Something is now tugging at the outside door to my room. This door opens up to the roof. I hope it is the wind or a jabberwocky.


March 27, 2005

Whopperjawed

If you drink three Red Bulls in the same day you will not sleep that night. At all. Your brain will reel and you will be haunted by uncomfortable visions and non-dreams, stitched together in a horrible and disjunct fashion.

The last few days have been wild. Friday afternoon I went to the local sporting goods store to rent a pair of snowshoes for our backcountry skiing expedition on Saturday, and by Friday evening I found myself driving to Government Camp, spinning a recently acquired Johnny Cash show, headed for the Mount Hood Brew Pub to meet a group for a full moon snowshoeing hike.

We hiked a few miles up around Bennett Pass, and afterwards a small group of us pulled up to Charlie’s in Government Pass for beers. We were treated to live music, a solo guitarist who played a fifteen minute rendition of The Wreck of the Edmund Fitzgerald with more flange than you can imagine.

It was late and I had an hour’s drive back to Hood River, but I was armed with Red Bull. So much Red Bull. And Johnny Cash. And Red Bull. I fell into bed around 1:00 in the morning, and proceeded to toss and turn for more than four hours. I was meeting Joe at a quarter to seven that morning to hike Hood and go snowboarding, and with my alarm set for 5:45 I really wanted to get some sleep.

But sleep I did not. Instead, my brain was haunted with awful disjointed images, juxtapositions that unsettled the mind. It resembled the slapdashed style of snowboard magazine ads, where underpaid and overtalented graphic artists are turned loose on an indifferent audience. Instead of mishmashed photographs of professional snowboarders, the source images were of my own life, past and recent experiences, slapped together with wickedly worn edges, distressed Photoshop techniques and high-tech interfaces.

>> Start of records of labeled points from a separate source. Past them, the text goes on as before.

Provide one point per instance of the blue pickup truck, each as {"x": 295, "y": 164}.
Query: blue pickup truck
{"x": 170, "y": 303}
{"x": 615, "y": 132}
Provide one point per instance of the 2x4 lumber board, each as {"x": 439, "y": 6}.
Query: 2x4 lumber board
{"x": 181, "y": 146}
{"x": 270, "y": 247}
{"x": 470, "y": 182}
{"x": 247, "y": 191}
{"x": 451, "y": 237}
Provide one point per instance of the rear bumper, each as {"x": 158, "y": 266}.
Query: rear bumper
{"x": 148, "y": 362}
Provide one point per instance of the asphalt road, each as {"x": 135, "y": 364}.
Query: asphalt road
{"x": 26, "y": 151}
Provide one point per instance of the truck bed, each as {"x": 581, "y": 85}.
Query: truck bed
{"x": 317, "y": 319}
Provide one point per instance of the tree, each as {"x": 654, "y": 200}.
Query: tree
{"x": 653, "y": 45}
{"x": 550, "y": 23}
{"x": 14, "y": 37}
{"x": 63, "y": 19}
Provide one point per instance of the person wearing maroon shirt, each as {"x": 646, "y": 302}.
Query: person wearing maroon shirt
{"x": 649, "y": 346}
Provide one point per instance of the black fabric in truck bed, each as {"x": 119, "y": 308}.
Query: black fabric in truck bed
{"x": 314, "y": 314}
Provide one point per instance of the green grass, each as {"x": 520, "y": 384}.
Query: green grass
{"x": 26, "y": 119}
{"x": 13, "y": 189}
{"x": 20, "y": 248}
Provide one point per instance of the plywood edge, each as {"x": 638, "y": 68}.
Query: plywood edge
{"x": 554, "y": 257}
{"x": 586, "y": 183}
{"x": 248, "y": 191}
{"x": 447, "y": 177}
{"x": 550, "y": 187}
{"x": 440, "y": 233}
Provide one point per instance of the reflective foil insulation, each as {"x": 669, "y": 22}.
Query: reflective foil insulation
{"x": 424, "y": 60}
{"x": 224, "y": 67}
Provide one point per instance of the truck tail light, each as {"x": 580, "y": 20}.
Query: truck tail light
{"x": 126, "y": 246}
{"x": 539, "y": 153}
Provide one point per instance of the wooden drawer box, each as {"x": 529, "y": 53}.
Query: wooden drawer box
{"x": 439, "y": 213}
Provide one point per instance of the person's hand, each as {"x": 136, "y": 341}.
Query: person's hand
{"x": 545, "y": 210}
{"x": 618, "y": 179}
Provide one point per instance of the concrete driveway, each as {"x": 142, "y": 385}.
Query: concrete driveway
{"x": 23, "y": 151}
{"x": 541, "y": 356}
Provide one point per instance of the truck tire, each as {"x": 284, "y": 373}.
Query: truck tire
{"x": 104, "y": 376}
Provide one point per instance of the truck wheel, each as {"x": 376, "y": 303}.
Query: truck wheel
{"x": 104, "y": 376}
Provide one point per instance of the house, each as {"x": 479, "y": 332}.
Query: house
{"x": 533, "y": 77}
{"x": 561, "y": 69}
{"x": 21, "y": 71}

It wore on for hours, until finally I decided it was late enough to get up and shower. It was 5:30 in the morning. I ran the water for more than five minutes but it never got warm. The furnace had finally choked and needed to be repressurized (or filled with bodies), and I didn’t know how to do this without blowing the house up. Plus, the furance is in the basement, and we can only access the basement by going outside, pulling aside a heavy (and sodden) plywood cover, and descending a step ladder into the foundation.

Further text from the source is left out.